Perkembangan radikalisme di Indonesia terjadi dalam bentuk dan varian yang berbeda. Banyak hal yang melatarbelakangi munculnya radikalisme di Indonesia. Hampir secara keseluruhan penyebab utama dari aksi-aksi radikalisme tersebut adalah disebabkan oleh ketidaksiapan kelompok tersebut untuk menerima perbedaan yang ada di lingkungan sekitarnya (Yunus, 2017). Dalam hal beragama, kaum radikal dapat diidentifikasi dari cara pandang mereka dalam memahami agama.
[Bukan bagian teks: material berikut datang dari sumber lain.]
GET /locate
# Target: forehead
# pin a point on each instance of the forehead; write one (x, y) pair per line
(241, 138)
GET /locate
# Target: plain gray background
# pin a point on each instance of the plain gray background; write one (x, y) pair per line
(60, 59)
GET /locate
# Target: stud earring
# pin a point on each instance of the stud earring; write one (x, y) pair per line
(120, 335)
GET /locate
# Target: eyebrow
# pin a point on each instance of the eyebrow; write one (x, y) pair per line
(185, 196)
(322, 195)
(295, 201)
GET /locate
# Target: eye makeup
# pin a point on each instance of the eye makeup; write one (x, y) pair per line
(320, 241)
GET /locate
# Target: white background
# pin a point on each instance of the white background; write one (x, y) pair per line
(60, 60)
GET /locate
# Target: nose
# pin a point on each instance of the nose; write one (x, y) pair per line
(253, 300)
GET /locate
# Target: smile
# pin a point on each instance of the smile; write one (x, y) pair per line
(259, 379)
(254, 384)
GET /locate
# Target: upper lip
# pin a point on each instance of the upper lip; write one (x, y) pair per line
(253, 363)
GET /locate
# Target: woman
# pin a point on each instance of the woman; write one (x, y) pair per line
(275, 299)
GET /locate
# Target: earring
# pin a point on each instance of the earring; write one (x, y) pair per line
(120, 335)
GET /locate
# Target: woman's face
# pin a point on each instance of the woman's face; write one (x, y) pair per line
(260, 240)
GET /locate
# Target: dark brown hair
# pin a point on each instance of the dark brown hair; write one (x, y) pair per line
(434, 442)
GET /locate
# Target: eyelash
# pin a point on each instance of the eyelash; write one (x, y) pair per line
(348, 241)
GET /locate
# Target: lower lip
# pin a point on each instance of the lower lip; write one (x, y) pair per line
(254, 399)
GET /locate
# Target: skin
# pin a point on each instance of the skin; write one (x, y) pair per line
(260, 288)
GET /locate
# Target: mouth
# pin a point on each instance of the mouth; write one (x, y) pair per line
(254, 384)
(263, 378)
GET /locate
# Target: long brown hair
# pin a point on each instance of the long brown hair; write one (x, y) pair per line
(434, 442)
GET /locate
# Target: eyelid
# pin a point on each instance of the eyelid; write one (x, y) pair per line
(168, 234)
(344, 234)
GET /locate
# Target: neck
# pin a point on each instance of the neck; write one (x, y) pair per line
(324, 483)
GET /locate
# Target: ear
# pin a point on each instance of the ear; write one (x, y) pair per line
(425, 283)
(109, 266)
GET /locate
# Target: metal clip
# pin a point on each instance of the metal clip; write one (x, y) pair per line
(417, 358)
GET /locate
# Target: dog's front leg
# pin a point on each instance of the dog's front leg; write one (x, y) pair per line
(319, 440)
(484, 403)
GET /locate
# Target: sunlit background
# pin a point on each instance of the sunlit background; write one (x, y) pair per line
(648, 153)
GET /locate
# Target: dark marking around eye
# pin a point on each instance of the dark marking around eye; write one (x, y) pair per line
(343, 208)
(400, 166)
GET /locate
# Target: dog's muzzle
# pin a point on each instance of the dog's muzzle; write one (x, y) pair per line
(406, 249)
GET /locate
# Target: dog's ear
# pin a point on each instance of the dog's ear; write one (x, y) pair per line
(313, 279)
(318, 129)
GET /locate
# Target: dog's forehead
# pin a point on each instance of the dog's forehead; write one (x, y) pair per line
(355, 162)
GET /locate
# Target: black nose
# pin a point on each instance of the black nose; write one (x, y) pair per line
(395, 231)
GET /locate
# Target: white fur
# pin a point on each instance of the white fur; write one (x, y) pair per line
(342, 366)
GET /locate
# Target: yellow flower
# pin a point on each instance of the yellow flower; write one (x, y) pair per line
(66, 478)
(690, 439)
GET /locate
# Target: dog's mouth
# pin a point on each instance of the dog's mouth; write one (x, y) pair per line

Usaha untuk menyeragamkan agama dan paham keagamaan dalam satu definisi ini, mengakar pada apa yang disebut Robert W. Hefner dengan istilah âreligionizationâ (Hefner, 2011, p. 73). Dalam pemahaman Hefner, religionisasi erat kaitannya dengan politisasi agama; yaitu suatu usaha yang digunakan untuk menyamaratakan praktek kegamaan dengan bersandar pada teks agama tertentu.
Dalam melacak akar historis kelompok Radikalis, Alex P. Schmid menyebut bahwa radikalisme tidak selamanya dapat diidentifikasi pada penolakan mereka terhadap penerapan sistem demokrasi. Mereka tidak selamanya mendukung tindak kekerasan dalam menyikapi sesuatu. Pun dalam hal beragama, kelompok radikalis pada keadaan tertentu bisa saja bersifat rasional dan inklusif (Schmid, 2013). Dalam pandangan Schmid, negasi atas hal-hal di atas lebih tepat diasosiasikan dengan kelompok ekstrimis; yang dalam tindakannya menggunakan cara-cara kekerasan.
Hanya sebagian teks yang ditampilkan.